By analyzing existing cross correlation between Nuveen ESG Mid Cap and Direxion Daily Mid, you can compare the effects of market volatilities on Nuveen ESG and Direxion Daily and check how they will diversify away market risk if combined in the same portfolio for a given time horizon. You can also utilize pair trading strategies of matching a long position in Nuveen ESG with a short position of Direxion Daily. Check out your portfolio center. Please also check ongoing floating volatility patterns of Nuveen ESG and Direxion Daily.
Diversification Opportunities for Nuveen ESG and Direxion Daily
0.89 | Correlation Coefficient |
Very poor diversification
The 3 months correlation between Nuveen and Direxion is 0.89. Overlapping area represents the amount of risk that can be diversified away by holding Nuveen ESG Mid Cap and Direxion Daily Mid in the same portfolio, assuming nothing else is changed. The correlation between historical prices or returns on Direxion Daily Mid and Nuveen ESG is a relative statistical measure of the degree to which these equity instruments tend to move together. The correlation coefficient measures the extent to which returns on Nuveen ESG Mid Cap are associated (or correlated) with Direxion Daily. Values of the correlation coefficient range from -1 to +1, where. The correlation of zero (0) is possible when the price movement of Direxion Daily Mid has no effect on the direction of Nuveen ESG i.e., Nuveen ESG and Direxion Daily go up and down completely randomly.
Pair Corralation between Nuveen ESG and Direxion Daily
Given the investment horizon of 90 days Nuveen ESG Mid Cap is expected to generate 0.31 times more return on investment than Direxion Daily. However, Nuveen ESG Mid Cap is 3.22 times less risky than Direxion Daily. It trades about -0.1 of its potential returns per unit of risk. Direxion Daily Mid is currently generating about -0.1 per unit of risk. If you would invest 3,756 in Nuveen ESG Mid Cap on October 26, 2024 and sell it today you would lose (129.00) from holding Nuveen ESG Mid Cap or give up 3.43% of portfolio value over 90 days.

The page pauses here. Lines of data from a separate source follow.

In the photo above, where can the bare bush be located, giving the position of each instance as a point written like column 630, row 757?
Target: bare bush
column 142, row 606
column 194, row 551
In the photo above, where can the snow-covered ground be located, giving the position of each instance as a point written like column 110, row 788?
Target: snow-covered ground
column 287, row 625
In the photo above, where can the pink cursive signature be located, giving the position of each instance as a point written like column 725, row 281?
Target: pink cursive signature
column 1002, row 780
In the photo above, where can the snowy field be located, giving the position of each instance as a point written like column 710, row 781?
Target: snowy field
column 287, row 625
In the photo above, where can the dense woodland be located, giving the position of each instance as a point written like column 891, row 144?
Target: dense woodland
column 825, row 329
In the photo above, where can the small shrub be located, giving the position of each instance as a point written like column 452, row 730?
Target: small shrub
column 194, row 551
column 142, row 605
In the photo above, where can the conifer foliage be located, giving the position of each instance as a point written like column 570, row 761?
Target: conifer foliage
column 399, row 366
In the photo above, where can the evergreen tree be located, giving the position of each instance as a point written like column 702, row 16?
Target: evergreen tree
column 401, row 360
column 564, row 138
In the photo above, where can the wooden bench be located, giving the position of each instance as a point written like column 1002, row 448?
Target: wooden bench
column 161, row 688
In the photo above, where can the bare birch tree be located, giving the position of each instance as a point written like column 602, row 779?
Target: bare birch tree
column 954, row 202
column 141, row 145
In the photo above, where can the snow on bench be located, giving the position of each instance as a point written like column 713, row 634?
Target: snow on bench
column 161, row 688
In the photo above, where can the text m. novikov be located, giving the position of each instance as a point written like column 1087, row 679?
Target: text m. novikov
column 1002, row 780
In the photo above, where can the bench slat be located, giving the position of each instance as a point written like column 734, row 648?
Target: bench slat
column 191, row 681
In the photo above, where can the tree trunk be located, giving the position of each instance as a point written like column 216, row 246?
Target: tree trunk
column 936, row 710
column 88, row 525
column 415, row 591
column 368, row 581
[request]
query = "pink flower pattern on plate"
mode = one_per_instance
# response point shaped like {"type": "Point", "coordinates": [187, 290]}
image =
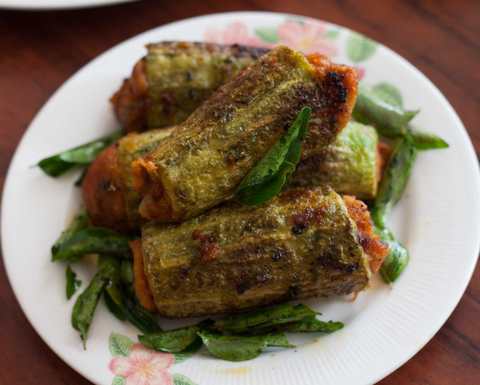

Time Period | 3 Months [change] |
Direction | Moves Together |
Strength | Strong |
Accuracy | 100.0% |
Values | Daily Returns |
Nuveen ESG Mid Cap vs. Direxion Daily Mid
Performance |
Timeline |
Nuveen ESG Mid |
Direxion Daily Mid |
Nuveen ESG and Direxion Daily Volatility Contrast
Predicted Return Density |
Returns |
Pair Trading with Nuveen ESG and Direxion Daily
The main advantage of trading using opposite Nuveen ESG and Direxion Daily positions is that it hedges away some unsystematic risk. Because of two separate transactions, even if Nuveen ESG position performs unexpectedly, Direxion Daily can make up some of the losses. Pair trading also minimizes risk from directional movements in the market. For example, if an entire industry or sector drops because of unexpected headlines, the short position in Direxion Daily will offset losses from the drop in Direxion Daily's long position.Nuveen ESG vs. Nuveen ESG Small Cap | Nuveen ESG vs. Nuveen ESG Mid Cap | Nuveen ESG vs. Nuveen ESG Large Cap | Nuveen ESG vs. Nuveen ESG Large Cap |
Direxion Daily vs. Direxion Daily Retail | Direxion Daily vs. Direxion Daily Industrials | Direxion Daily vs. Direxion Daily Transportation | Direxion Daily vs. Direxion Daily FTSE |
Check out your portfolio center.Note that this page's information should be used as a complementary analysis to find the right mix of equity instruments to add to your existing portfolios or create a brand new portfolio. You can also try the Volatility Analysis module to get historical volatility and risk analysis based on latest market data.